VI.
Rev. Edward White of England, Dr. E. Petavel of France, and Dr. Lyman Abbott of America, have denied what Dr. Abbott is pleased to call facultative immortality. Immortality, in their esteem, is an importation from without. It is the claim of Locke, and Hume, and Mill, and Spencer, that knowledge is an importation from the realm of sensation. Their war was upon the knowing faculties. From the domain of philosophy the conflict has passed up to the plane of religion, and we now have the attack made upon the self-determining spirit. In the sensational philosophy, we have seen all things dissolved. It not only makes it impossible to rationally believe in God, but also in mind, and self, and external world. The sensational philosophy got the object of knowledge by a process that destroyed the subject of knowledge, so this irrational theory of Dr. Lyman Abbot would secure the object of life by the destruction of the subject of life. We know that the raw material of knowledge is found in the objective world, but unless the mind has the inherent combining, active power to take this raw material and organize it into an orderly system, then the individual can never know anything. There being in the mind no master of ceremonies, no director and referee, the tramp and vagabond sensations may wander in and wander out at their sweet will. They would come in with their own opinions and go out with their own opinions. There being no head of the house within, the tramps could have it all their own way.
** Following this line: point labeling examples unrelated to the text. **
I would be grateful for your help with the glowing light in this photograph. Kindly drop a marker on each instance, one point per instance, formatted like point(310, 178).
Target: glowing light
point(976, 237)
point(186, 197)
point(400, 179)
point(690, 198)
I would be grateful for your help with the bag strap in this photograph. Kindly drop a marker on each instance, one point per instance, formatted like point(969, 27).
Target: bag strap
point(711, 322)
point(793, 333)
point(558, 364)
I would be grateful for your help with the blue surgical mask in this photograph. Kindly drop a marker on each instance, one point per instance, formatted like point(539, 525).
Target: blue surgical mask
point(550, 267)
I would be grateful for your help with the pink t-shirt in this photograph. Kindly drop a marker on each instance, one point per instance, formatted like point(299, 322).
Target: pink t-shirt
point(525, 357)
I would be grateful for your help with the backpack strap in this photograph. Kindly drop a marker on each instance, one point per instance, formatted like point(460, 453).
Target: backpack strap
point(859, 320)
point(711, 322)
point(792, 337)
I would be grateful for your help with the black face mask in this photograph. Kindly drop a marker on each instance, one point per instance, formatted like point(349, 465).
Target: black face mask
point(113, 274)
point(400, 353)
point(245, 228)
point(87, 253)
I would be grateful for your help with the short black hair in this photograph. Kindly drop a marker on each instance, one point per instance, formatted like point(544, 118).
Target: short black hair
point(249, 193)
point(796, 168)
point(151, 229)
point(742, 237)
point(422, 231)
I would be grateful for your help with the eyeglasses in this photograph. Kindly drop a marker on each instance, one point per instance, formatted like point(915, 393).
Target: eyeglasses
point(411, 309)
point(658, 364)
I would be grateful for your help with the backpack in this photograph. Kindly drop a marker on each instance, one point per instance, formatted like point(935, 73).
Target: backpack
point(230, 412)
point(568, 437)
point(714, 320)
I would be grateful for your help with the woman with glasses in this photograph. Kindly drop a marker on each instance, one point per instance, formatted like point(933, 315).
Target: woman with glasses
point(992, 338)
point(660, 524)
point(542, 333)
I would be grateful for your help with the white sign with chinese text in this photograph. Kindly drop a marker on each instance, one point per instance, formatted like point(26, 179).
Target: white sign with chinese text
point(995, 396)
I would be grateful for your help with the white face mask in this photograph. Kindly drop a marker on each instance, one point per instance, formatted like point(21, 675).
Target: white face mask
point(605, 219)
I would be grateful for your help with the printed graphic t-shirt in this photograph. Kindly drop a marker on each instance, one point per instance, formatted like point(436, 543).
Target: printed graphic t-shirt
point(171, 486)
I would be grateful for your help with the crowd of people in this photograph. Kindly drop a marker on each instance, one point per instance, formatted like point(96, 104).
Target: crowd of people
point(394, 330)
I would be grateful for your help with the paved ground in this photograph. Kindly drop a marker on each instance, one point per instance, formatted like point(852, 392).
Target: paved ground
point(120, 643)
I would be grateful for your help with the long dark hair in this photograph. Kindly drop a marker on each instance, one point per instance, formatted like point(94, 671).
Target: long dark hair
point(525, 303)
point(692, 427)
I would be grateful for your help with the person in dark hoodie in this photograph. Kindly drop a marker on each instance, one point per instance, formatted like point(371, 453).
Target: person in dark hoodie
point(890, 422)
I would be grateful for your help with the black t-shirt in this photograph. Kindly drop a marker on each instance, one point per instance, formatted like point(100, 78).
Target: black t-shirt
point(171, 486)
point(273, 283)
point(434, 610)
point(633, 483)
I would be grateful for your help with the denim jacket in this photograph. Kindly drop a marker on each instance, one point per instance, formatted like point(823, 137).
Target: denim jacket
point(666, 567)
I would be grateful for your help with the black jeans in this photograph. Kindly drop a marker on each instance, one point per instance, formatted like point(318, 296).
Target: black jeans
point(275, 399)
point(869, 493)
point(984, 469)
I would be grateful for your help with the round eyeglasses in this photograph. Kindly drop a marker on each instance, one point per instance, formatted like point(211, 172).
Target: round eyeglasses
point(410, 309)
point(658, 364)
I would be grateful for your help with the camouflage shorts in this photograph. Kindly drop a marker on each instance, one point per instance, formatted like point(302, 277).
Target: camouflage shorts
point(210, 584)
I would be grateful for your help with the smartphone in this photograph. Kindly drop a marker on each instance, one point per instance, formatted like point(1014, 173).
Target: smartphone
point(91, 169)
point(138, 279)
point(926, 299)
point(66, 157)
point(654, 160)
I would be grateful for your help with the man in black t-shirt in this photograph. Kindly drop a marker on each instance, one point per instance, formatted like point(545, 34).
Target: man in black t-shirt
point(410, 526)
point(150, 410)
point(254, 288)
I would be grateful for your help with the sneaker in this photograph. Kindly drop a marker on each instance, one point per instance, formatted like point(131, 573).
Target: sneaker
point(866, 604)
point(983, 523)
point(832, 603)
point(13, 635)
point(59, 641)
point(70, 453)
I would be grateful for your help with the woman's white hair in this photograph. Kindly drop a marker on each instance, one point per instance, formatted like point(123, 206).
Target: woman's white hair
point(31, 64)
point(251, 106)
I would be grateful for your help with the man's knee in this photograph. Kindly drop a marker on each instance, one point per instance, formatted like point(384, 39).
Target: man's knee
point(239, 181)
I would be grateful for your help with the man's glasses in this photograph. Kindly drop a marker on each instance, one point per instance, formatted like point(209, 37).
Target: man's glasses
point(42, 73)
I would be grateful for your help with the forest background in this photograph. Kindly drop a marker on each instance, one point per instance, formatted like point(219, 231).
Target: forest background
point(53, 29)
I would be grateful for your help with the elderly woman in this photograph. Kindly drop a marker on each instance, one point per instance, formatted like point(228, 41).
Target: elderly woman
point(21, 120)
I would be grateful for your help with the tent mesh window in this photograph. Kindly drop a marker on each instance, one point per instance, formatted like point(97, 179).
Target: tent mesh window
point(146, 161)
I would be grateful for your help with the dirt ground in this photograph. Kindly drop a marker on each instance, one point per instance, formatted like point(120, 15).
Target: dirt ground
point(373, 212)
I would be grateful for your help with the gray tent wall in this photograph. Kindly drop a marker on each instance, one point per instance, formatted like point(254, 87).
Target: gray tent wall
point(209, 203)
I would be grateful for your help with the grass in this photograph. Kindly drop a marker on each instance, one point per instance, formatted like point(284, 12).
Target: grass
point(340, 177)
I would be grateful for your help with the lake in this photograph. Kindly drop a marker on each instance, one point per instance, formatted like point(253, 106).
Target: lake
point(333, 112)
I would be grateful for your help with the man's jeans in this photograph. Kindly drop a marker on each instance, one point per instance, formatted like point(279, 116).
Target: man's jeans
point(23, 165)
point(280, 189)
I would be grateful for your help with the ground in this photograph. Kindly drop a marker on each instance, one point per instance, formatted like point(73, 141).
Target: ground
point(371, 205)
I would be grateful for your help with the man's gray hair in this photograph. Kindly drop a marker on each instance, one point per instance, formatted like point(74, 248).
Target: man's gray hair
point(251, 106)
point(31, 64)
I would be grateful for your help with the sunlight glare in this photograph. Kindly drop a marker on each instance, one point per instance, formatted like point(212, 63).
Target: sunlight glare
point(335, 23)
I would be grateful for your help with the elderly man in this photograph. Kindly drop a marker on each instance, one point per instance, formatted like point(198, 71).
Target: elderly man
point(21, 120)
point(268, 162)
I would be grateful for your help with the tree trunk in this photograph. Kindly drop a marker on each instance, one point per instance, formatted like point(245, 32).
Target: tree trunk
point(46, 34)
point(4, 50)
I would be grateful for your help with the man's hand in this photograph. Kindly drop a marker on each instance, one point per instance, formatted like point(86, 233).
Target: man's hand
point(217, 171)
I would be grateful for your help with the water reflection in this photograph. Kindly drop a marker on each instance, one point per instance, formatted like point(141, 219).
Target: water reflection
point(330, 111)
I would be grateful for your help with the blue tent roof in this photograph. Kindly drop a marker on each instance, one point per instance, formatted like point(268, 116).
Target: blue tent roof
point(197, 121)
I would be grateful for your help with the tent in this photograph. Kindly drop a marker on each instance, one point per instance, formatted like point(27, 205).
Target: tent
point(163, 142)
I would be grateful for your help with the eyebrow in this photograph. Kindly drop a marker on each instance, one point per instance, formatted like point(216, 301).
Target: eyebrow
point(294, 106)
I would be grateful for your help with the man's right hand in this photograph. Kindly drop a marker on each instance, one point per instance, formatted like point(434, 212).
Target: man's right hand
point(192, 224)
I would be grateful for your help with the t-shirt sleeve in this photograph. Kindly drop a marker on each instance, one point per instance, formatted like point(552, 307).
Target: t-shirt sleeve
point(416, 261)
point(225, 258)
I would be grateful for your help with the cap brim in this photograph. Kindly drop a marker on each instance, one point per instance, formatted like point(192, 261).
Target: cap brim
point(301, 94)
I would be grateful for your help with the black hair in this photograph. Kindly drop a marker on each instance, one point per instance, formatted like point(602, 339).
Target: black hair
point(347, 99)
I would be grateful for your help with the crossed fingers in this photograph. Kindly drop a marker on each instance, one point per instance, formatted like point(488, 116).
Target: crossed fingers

Knowledge, beginning out of the mind, would have its cause and end out of the mind. Beginning with matter, knowledge could be resolved back into matter.
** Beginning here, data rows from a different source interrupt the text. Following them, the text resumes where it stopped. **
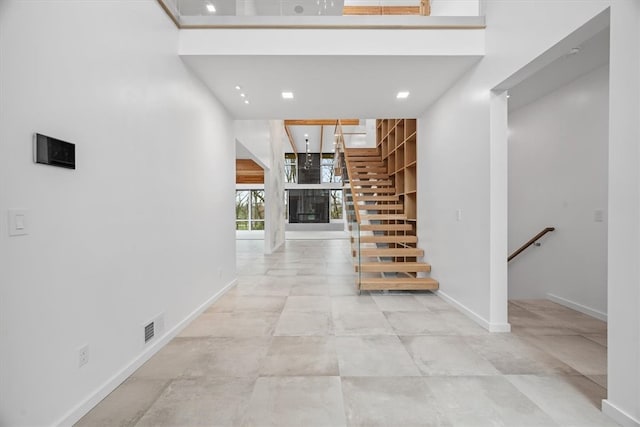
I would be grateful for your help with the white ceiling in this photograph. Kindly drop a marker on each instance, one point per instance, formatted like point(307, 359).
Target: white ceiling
point(592, 54)
point(300, 133)
point(261, 7)
point(327, 86)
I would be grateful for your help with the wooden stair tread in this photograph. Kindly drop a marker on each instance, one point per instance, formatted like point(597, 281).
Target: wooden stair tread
point(362, 151)
point(385, 227)
point(378, 207)
point(378, 198)
point(383, 217)
point(370, 175)
point(375, 190)
point(358, 159)
point(368, 183)
point(398, 283)
point(387, 267)
point(391, 252)
point(389, 239)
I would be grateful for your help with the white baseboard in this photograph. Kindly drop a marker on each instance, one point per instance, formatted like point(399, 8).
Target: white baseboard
point(618, 415)
point(578, 307)
point(103, 391)
point(491, 327)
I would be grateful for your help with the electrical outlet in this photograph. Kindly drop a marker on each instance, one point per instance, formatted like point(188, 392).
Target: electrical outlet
point(83, 355)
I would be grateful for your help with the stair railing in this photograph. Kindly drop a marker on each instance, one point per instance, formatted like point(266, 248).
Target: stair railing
point(532, 241)
point(352, 211)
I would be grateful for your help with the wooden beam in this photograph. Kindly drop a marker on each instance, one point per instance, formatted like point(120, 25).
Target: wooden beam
point(381, 10)
point(249, 172)
point(293, 145)
point(319, 122)
point(425, 7)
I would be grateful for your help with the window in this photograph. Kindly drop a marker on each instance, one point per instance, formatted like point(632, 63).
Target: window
point(335, 204)
point(327, 171)
point(290, 168)
point(249, 209)
point(242, 210)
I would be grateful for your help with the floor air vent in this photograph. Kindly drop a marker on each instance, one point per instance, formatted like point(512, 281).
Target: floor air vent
point(149, 332)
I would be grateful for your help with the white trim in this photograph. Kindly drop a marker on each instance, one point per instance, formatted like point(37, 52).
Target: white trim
point(491, 327)
point(618, 415)
point(112, 383)
point(578, 307)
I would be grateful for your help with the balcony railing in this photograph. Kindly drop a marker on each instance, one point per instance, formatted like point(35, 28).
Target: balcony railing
point(313, 14)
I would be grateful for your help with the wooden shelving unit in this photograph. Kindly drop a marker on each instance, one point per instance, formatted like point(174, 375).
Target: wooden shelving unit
point(397, 139)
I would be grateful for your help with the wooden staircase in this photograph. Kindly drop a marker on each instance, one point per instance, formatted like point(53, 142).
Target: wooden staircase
point(383, 238)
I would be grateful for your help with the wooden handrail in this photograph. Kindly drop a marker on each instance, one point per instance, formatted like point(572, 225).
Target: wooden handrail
point(530, 242)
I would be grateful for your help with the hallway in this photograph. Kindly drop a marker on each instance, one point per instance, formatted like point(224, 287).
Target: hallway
point(294, 345)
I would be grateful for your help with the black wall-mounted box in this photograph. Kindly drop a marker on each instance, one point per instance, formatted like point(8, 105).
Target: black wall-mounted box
point(54, 152)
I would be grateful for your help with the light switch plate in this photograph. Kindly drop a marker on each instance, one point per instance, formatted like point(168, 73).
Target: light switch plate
point(18, 222)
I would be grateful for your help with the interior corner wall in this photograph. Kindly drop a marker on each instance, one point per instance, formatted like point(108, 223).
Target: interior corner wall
point(274, 190)
point(144, 227)
point(255, 136)
point(623, 361)
point(456, 8)
point(454, 146)
point(558, 154)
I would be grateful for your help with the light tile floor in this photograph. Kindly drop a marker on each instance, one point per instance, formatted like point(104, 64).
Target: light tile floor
point(294, 345)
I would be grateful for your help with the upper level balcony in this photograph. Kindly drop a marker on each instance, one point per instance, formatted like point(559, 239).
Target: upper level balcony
point(350, 14)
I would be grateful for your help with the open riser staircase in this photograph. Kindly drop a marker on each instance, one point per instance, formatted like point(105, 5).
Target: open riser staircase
point(384, 242)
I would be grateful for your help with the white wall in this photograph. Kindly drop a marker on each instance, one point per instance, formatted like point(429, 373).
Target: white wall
point(456, 175)
point(454, 147)
point(456, 8)
point(558, 177)
point(255, 136)
point(143, 226)
point(623, 400)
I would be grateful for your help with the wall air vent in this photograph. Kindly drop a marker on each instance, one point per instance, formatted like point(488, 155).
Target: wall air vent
point(149, 332)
We believe the life in which the human spirit is to realize its nature fully and harmoniously was embodied in Jesus Christ, who was the word made flesh.
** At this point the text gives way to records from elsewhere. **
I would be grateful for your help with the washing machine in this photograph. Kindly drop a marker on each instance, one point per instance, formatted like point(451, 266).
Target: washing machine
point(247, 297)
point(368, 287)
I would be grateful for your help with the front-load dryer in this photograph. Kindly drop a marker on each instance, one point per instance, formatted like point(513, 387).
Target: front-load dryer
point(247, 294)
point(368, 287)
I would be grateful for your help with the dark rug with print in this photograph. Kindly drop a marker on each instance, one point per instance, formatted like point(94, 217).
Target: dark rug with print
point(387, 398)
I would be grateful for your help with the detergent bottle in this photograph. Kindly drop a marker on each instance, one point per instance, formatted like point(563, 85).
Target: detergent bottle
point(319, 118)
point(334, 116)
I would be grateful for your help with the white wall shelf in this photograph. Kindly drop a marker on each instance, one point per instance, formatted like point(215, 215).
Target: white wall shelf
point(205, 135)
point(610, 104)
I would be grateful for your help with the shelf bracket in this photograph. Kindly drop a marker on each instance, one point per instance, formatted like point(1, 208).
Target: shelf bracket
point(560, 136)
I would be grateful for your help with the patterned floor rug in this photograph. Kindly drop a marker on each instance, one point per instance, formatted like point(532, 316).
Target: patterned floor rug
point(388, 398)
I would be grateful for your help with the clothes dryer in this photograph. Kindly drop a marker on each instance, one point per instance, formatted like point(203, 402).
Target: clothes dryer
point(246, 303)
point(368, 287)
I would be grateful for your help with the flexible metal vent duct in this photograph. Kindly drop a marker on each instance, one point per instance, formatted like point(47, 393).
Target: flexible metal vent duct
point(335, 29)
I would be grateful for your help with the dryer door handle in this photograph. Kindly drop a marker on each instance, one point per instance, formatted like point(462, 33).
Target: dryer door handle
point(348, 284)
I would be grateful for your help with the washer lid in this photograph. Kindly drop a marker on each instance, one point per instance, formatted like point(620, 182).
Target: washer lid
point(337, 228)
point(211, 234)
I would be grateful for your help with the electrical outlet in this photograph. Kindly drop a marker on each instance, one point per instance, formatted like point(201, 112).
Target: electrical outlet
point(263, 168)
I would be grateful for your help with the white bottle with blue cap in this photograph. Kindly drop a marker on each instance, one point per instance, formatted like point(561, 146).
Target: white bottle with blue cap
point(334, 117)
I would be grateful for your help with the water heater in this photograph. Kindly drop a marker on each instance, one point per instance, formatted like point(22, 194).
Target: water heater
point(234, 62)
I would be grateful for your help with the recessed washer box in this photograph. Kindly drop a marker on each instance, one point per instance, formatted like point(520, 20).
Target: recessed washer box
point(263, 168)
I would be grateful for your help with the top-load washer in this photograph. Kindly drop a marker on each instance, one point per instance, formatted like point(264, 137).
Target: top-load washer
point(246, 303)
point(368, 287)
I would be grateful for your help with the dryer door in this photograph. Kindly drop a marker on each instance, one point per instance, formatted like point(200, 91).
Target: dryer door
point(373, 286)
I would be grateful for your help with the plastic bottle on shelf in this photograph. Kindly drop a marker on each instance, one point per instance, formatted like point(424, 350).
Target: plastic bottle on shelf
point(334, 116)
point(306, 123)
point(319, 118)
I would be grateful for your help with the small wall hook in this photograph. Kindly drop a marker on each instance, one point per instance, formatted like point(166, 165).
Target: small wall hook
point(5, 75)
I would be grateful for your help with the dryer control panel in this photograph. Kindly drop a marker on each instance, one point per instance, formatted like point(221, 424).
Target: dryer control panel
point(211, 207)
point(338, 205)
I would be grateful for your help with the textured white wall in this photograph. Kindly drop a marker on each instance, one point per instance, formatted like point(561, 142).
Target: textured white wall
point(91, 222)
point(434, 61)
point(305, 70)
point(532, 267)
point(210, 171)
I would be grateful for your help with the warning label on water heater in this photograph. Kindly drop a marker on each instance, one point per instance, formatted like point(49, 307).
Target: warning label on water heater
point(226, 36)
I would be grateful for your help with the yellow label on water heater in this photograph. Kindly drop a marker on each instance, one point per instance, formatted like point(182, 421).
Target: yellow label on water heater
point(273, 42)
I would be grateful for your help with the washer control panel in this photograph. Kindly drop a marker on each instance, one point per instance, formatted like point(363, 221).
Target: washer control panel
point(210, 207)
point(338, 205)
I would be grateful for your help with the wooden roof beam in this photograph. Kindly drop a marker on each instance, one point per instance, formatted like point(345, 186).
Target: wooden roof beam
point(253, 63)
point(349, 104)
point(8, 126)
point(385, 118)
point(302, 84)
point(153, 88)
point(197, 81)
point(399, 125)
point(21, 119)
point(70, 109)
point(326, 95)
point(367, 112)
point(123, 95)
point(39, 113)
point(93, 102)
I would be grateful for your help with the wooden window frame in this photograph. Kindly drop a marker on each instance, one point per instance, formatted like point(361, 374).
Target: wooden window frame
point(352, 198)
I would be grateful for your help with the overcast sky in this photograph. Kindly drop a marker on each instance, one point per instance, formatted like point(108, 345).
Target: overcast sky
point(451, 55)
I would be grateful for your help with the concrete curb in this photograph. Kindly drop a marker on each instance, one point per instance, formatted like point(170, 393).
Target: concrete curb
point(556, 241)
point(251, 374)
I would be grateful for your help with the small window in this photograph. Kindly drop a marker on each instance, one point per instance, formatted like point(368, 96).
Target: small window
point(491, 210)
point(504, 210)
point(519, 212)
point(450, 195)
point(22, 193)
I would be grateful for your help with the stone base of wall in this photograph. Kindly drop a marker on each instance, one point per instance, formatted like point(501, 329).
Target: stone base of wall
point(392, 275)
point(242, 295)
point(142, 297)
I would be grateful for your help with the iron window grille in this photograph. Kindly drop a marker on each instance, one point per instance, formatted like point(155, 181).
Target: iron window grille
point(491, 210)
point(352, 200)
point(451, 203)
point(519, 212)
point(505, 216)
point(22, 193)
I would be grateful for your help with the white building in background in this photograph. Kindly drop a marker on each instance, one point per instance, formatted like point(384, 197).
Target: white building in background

But it is because the spirit of man is essentially indestructible, that it has power to take hold of this life and assimilate it. If it refuses this divine embodiment of life, it brings disorder, and confusion, and everlasting sorrow to itself, but not destruction. The self-determining spirit is in its structure and constitution up to the style of life offered it in the Son of Man and the Son of God. In finding the life that was in Christ, it finds its own life, and enters the path of everlasting progress.